Zander groaned. “Drake’s a lucky bastard. I hope he knows that.”
“I hope so too,” Evangeline murmured, low enough for Zander not to hear.
Judging by the arched brow and curious look sent her way, she hadn’t been that fortunate.
“Oh, he knows,” Zander said softly. “Don’t ever think otherwise, Evangeline. If you think he’s this way with other women, you’re wrong. You’re special to him, even if you haven’t realized it yet.”
She wasn’t at all sure what to make of that statement, so she let it go as they began the short walk to the restaurant.
As Justice had told her, when Evangeline and Zander arrived at the restaurant, though it wasn’t yet open for lunch hours, they were immediately let in and led back to the kitchen, where they were met by a middle-aged man she assumed was the chef.
He smiled when he saw her and enfolded her hand between both of his.
“Justice tells me you enjoyed my steak the other day.”
“It was the most wonderful steak I’ve ever had,” Evangeline said honestly. “I wanted to cook it for dinner tonight but haven’t been able to find it anywhere.”

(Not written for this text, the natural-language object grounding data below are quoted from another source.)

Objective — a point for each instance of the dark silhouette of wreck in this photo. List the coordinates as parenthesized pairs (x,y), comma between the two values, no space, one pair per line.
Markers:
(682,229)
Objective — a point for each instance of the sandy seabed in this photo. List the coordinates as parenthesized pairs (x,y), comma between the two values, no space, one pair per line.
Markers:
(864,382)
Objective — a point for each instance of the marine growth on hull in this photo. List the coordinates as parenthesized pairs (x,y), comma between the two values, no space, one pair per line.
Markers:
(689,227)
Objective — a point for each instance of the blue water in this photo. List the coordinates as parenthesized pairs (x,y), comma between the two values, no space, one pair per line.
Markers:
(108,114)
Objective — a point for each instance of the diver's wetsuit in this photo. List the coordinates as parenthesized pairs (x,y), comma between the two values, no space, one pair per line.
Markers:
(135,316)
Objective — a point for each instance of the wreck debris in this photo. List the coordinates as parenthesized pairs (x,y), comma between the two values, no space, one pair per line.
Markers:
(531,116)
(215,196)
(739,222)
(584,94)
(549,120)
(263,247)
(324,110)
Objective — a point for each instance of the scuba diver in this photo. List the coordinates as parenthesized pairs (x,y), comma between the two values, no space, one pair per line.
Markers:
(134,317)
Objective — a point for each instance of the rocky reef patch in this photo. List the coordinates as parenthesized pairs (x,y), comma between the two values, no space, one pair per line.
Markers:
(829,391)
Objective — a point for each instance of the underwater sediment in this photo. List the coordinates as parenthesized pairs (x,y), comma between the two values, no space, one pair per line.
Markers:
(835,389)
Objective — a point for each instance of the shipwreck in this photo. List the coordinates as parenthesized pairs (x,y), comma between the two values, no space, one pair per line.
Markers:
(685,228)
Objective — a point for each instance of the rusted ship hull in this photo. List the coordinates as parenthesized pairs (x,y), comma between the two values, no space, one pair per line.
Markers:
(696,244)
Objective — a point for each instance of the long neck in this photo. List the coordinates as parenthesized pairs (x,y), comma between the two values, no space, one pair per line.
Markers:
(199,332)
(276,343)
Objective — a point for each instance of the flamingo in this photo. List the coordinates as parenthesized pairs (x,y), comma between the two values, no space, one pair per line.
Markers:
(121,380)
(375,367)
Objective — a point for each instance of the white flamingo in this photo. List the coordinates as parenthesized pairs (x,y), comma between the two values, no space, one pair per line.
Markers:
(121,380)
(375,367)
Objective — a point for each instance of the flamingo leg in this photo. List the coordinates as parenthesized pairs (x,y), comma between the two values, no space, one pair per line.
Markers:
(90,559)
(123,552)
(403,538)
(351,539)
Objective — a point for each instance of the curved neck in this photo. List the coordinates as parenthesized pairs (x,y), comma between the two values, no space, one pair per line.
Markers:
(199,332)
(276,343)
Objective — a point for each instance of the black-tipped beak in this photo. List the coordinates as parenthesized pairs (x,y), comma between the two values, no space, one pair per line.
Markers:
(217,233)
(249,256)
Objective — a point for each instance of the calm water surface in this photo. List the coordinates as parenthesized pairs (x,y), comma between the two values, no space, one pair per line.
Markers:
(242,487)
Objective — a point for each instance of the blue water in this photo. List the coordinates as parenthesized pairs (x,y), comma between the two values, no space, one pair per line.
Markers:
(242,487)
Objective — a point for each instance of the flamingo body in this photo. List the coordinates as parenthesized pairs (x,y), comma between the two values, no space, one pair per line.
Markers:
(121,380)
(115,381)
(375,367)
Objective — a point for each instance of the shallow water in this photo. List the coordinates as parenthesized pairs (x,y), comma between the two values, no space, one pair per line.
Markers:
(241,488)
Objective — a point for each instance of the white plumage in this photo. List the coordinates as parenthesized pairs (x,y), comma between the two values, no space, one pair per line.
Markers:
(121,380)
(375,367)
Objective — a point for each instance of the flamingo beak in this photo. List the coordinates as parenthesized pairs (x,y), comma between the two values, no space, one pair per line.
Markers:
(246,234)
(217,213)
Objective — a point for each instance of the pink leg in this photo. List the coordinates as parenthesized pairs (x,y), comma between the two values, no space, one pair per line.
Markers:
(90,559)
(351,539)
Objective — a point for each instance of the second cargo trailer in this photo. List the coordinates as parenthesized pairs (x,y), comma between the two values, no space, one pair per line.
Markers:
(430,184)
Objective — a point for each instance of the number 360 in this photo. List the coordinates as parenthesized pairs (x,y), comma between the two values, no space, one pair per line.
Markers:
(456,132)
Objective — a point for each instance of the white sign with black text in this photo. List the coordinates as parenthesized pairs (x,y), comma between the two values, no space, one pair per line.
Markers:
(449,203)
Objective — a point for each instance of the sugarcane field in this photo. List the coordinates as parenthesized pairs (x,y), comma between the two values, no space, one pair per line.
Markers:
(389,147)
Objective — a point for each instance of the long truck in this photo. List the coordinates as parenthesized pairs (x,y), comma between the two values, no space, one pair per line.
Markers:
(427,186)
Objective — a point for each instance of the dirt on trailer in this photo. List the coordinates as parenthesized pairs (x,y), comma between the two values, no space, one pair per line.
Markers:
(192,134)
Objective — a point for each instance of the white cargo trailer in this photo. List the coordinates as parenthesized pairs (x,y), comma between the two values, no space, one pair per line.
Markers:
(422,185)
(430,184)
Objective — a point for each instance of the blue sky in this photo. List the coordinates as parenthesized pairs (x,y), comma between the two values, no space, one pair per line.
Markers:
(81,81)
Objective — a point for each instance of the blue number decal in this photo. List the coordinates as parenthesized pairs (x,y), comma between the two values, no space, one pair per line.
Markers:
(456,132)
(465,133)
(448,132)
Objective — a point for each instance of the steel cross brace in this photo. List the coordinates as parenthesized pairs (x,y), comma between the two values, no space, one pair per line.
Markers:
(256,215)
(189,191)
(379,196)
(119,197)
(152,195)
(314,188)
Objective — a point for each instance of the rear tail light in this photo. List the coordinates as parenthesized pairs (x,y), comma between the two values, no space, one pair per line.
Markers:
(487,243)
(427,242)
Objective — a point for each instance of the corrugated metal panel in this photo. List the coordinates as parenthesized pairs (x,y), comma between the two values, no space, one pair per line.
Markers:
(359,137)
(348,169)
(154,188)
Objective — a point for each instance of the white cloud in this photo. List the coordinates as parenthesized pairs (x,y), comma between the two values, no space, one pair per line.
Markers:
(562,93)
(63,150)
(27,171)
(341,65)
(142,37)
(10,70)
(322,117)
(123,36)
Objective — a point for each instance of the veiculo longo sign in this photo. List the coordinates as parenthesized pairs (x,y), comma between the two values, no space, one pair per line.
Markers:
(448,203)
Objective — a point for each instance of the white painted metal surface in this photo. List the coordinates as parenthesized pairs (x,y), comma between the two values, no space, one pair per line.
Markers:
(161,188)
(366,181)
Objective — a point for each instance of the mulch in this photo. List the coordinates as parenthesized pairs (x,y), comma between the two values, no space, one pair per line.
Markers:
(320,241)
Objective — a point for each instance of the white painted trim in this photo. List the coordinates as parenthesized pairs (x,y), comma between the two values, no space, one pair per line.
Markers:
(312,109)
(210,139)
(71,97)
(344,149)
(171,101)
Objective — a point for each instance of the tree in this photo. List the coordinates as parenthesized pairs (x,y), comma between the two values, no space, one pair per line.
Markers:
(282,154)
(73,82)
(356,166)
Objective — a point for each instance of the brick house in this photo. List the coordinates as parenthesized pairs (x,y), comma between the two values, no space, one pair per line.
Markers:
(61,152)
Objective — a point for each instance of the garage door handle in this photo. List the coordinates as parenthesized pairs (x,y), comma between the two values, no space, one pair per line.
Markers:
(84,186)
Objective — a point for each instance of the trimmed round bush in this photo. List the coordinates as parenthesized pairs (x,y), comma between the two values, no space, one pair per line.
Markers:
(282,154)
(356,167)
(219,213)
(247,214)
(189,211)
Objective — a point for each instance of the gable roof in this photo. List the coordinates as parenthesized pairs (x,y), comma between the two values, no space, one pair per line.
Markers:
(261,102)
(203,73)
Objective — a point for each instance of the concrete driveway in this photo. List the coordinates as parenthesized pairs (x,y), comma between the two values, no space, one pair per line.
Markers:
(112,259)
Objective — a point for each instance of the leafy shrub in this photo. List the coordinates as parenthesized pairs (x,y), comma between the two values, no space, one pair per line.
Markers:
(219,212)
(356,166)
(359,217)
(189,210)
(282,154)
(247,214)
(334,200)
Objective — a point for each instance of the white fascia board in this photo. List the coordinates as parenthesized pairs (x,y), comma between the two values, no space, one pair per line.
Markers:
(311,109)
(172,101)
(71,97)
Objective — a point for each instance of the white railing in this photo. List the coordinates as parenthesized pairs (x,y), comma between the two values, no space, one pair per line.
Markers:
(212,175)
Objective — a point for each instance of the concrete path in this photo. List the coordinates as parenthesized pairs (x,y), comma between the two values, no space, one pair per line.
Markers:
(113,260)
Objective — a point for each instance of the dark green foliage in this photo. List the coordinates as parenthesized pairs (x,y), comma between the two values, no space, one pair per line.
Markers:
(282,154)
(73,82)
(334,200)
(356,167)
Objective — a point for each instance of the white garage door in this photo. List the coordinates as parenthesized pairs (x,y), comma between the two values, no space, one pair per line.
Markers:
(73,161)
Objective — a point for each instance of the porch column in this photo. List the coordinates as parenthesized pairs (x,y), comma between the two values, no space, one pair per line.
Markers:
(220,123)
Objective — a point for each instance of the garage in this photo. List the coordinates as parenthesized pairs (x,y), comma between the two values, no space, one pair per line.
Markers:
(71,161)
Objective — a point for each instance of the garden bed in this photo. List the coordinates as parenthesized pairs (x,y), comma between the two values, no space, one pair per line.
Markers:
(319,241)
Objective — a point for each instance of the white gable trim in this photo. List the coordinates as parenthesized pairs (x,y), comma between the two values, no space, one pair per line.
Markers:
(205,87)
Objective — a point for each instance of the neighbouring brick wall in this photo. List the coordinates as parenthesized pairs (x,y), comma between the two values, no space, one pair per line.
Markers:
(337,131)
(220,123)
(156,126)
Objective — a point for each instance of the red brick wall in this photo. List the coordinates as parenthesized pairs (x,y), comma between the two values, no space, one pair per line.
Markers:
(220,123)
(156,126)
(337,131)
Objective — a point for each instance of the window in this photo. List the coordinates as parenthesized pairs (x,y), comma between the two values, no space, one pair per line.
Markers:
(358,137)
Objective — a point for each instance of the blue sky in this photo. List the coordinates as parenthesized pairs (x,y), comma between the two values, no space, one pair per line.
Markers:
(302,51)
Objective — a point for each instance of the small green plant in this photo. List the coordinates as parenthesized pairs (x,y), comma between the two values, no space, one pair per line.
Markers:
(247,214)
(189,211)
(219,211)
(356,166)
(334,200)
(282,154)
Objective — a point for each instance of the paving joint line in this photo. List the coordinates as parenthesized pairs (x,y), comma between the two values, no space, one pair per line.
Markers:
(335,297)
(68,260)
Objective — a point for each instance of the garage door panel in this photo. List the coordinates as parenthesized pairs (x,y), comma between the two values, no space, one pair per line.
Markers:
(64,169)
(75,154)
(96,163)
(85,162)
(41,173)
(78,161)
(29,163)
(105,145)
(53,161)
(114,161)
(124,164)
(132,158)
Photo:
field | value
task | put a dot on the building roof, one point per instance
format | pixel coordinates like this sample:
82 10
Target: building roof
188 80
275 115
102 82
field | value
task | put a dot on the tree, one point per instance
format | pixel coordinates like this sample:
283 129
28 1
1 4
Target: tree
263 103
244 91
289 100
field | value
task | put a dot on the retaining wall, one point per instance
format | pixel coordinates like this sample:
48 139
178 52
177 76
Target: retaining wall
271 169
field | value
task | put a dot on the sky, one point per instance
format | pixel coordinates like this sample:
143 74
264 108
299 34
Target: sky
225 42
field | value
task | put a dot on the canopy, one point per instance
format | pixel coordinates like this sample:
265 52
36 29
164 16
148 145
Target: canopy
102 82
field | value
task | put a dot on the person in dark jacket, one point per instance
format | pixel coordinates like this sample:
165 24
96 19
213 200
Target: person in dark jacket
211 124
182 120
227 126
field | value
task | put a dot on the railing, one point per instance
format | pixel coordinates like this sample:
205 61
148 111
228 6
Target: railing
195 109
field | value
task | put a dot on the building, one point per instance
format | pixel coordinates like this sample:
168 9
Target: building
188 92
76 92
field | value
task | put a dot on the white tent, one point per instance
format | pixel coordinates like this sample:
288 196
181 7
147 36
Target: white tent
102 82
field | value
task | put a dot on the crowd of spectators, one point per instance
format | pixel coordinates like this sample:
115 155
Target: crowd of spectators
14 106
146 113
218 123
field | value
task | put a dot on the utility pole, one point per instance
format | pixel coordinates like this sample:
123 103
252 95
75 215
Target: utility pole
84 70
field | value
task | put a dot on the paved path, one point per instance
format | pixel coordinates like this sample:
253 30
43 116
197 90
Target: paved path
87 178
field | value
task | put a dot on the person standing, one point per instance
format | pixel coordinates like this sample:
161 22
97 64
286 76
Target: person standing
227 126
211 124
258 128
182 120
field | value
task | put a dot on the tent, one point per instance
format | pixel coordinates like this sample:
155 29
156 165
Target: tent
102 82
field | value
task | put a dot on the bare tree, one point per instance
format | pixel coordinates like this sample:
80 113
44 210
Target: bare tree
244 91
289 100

The chef went over to the counter where a butcher-wrapped package lay out, and then he wrapped it in plastic wrap so it wouldn’t leak and handed it to Evangeline.
“The secret is in not undercooking it,” he explained. “These steaks are heavily marbled, so if a person normally eats their steak rare, I would suggest cooking them medium rare. But don’t overcook them either. You want the fat to dissolve just enough and to be warm all the way through. If they aren’t cooked enough, you end up with jellylike consistency from the marbling instead of the juicy succulence you should experience. Overcook it and, well, you have a burned mess that has none of the wonderful taste that it should.”
“Thank you so much,” Evangeline said, smiling radiantly at the kind older man. “I have no doubt dinner will be a wonderful success thanks to your generosity and expert advice. How much do I owe you for the meat?”
The chef blinked and immediately looked discomfited. Zander smoothly inserted himself and said, “Drake has an account with the restaurant. He’ll be billed. You don’t need to worry about it.”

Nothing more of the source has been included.